(A version of this blog was published in the November 2011 edition of Mensa Magazine)
Paco Erhard is performing a comedy show at the Edinburgh Fringe called 5-Step Guide to Being German. We drank English breakfast tea at Fringe Central this week.
“There is an English obsession with Germany,” he told me, “but I think it’s getting less and less. It’s more or less the media who keep it going.”
When I met him, he had just got his first review for his show – a 4-star review – but, the previous day, he told me his show had not been successful –
“I didn’t do as well as I could.
“I am a German. Germany has got an inferiority/superiority complex. We basically have this feeling that nobody likes us and we have to stick together but we are better than everybody thinks we are. So, out of that inferiority complex comes a feeling of superiority and we have had that for too long. Germany has to change.
“As a kid, you don’t know what or who you are,” he told me. “Germany is a baby nation. Our country was just pieced together in 1871 and we don’t know who we are.
“The English are like the Germans. They no longer know who they are – the British Empire has gone; they can’t define who they are. The Scots are like the Bavarians. The Scots know very well who they are, what their traditions are and I would love Scottish-type patriotism for Germany. It’s a positive, very inviting patriotism.
“I like Scotland. I like America – I like how positive they are.
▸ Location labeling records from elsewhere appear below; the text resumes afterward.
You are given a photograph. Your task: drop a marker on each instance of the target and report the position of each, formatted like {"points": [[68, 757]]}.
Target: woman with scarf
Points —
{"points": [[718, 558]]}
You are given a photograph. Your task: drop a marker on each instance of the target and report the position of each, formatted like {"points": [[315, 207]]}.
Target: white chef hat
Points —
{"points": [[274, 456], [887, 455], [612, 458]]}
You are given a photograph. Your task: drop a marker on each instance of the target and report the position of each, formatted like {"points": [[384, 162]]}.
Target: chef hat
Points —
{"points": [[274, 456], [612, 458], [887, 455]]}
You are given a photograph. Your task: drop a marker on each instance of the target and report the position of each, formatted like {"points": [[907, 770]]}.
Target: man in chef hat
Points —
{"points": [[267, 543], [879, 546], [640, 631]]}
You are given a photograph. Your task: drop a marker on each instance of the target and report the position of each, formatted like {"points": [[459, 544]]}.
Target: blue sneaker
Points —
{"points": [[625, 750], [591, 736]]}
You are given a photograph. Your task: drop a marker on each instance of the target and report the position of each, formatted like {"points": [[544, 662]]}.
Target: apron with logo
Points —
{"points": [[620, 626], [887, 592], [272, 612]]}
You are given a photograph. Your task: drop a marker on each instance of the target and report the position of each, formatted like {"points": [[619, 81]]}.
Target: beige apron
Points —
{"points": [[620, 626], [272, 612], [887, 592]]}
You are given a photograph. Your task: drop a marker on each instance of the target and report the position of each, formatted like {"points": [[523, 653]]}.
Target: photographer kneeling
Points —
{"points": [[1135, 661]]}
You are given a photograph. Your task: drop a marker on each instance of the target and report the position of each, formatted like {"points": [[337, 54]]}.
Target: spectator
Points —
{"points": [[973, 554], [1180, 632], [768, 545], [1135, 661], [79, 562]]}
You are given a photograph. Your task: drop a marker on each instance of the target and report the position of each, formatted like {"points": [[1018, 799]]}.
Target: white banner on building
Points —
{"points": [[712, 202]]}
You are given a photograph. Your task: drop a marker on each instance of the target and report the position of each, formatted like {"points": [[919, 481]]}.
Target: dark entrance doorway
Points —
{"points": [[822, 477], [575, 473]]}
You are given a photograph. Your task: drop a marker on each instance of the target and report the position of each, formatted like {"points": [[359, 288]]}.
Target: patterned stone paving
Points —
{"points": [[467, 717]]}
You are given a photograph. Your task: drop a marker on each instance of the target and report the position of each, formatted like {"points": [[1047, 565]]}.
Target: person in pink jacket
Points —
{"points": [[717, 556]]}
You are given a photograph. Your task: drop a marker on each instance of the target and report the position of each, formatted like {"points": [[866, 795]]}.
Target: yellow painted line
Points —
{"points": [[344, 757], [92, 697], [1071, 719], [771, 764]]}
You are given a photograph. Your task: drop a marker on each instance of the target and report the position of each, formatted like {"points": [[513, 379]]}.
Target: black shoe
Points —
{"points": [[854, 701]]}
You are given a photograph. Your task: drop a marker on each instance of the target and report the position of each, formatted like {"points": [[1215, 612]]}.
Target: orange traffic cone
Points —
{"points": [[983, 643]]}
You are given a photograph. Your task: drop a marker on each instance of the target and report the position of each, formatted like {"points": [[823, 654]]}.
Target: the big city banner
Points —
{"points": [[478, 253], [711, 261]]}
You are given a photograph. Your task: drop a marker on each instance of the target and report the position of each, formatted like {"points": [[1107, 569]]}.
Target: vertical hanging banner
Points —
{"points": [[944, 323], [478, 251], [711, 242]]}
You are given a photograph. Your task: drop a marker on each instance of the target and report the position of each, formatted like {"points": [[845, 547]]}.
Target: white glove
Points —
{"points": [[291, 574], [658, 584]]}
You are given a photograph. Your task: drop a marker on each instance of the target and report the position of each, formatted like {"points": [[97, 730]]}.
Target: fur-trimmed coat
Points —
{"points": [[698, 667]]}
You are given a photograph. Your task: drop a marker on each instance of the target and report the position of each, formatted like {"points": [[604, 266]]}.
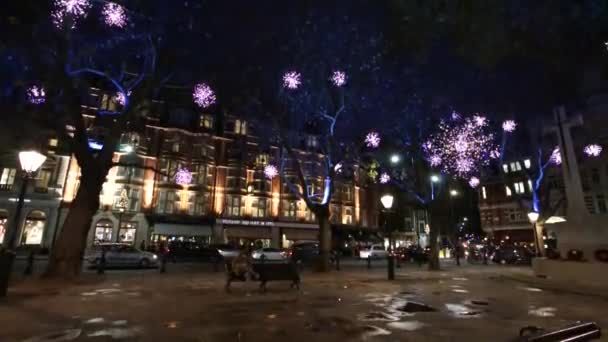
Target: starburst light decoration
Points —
{"points": [[114, 15], [509, 125], [183, 177], [372, 140], [460, 148], [556, 156], [203, 95], [593, 150], [36, 95], [384, 178], [291, 80], [270, 171], [338, 78], [72, 9]]}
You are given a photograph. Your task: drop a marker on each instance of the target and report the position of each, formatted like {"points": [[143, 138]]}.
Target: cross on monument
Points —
{"points": [[572, 180]]}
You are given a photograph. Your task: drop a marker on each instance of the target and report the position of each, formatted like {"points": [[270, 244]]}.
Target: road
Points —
{"points": [[469, 303]]}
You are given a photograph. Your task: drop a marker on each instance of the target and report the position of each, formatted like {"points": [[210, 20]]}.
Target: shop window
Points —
{"points": [[259, 207], [103, 231], [206, 121], [240, 127], [33, 228], [127, 232], [7, 179]]}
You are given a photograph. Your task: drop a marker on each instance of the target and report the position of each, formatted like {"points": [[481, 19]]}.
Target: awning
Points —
{"points": [[181, 229], [300, 234], [248, 232]]}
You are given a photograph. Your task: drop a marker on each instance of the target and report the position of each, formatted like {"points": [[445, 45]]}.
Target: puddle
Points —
{"points": [[115, 333], [413, 307], [462, 311], [460, 291], [545, 311], [407, 325], [95, 320], [371, 331], [377, 316], [64, 335]]}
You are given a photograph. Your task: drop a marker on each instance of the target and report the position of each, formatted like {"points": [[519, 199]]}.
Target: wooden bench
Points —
{"points": [[267, 272]]}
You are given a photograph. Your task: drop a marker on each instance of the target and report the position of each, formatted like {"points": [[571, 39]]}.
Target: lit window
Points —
{"points": [[206, 121], [240, 127]]}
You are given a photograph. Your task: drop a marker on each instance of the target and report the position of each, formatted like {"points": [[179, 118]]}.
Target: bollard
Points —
{"points": [[101, 266], [29, 268], [163, 263]]}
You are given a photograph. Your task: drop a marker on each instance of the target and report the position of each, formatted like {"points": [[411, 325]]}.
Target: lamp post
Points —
{"points": [[387, 203], [30, 162], [533, 217]]}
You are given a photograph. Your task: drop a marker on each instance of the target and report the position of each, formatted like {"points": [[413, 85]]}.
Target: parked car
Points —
{"points": [[121, 255], [374, 252], [270, 254], [225, 251], [512, 255]]}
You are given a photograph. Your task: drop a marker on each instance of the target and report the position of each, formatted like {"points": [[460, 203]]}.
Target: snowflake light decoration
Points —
{"points": [[291, 80], [593, 150], [384, 178], [203, 95], [36, 95], [460, 147], [114, 15], [183, 177], [556, 156], [270, 171], [509, 125], [372, 140], [338, 78], [73, 9]]}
“I studied Literature and Philosophy at the German equivalent of the Open University, so I could travel. I lived in America when I was 17 and loved it – North Carolina – very friendly people and I watched lots of stand-up comedy on TV. That is where it started for me. I think it was more or less the year Bill Hicks died.
“I tried to be a writer for a long time but that meant I just stayed in trying to write and never went out meeting people I could write about. I was not quite normal. I got wrapped up in what I wanted the writing to mean rather than just telling a story.
“I did the whole writing thing until I was in Valencia when I saw an ad for a hotel entertainer in Magaluf and thought, Fuck it. That’s what I’m going to do.
“When I was in Majorca, I realised I liked being on stage and met my girlfriend of the time who was British. She had lived in Tenerife and persuaded me to do some compering and comedy there for British audiences there who were not, on average, all that clever. Wonderful people and I really enjoyed compering for them but, whenever I tried my stand-up, if I made any reference to anything that was outside Jordan and The X-Factor, they did not get very much out of it.
“If you add in a lot of racism and a bit of sexism, then you have a good comedy act for Tenerife. And insult people all the time.”
So did he add in racism and sexism?
“Well,” he told me, “I went to borderline things where I thought, I can still live with saying this and feel morally OK with it and not hate myself. But there was some stuff I could never have done with a clean conscience. It was not that terrible, but I would not like doing it for a long period.”
And did he get a lot of stick from predominantly English audiences for being German?
“Oh yeah, plenty! Sometimes I would say to someone in the front row: Don’t worry. Being German is not contagious: it’s not like you’re going to wake up at five in the morning with an incredible urge to invade Poland…
“But, often, if I said that, the audience just sat there puzzled because, as my girlfriend explained to me, they had no idea what Poland had to do with anything. These were not 18 year-olds; they were all older people but, to them, the Second World War was just England v Germany and England won 5-1.
“I had lots of material I could never do and so, just over two years ago, I came to London to do ‘proper’ comedy. And, of course, my selling-point in Britain is that I am a German.
“There came a point when I came back from America when I saw my country from the outside for the first time and I started to not want to be German at all. I felt I was German but different. I was born in Munich but moved eight or nine times as a kid, so I saw how various parts of Germany are so different from each other.
“We do have a sense of humour but there’s a much bigger internal division between the different states and between people’s behaviour in public and in private than in any other country I know of. There is the personality you have in private and the face you show to the outside world. In the workplace, there’s no place for humour or screwing around. In private, you can be a completely different person.
“In Germany, there’s a lot you can hate and love at the same time, like the whole order thing. The precision is great, but sometimes you think Just relax. Let go.
“I was at a wedding in Hamburg a few months back – my girlfriend’s friends – and the father of the bride was told I was a comedian and he tensed up. He thought I would go round later making jokes about it and anarchistically destroy everything that he saw as beautiful.
“I think in Germany, there’s a fear of chaos. Humour is great, but it has its place; it is dangerous if there is too much because it might just corrode everything.
“That’s what I love about Britain. Things are more relaxed.
“Here in Britain, I want to be a comedian first and a German second. I do not want to be a comic German. I want German to be the adjective and the noun to be Comic.
A few days after our chat, Paco got a second review for his show – there had been a reviewer in the day before our chat – he had seen the show which Paco knew had not worked well – the show in which, Paco told me, “I didn’t do as well as I could.”
The Broadway Baby reviewer gave Paco Erhard’s 5-Step Guide to Being German a 5-star review.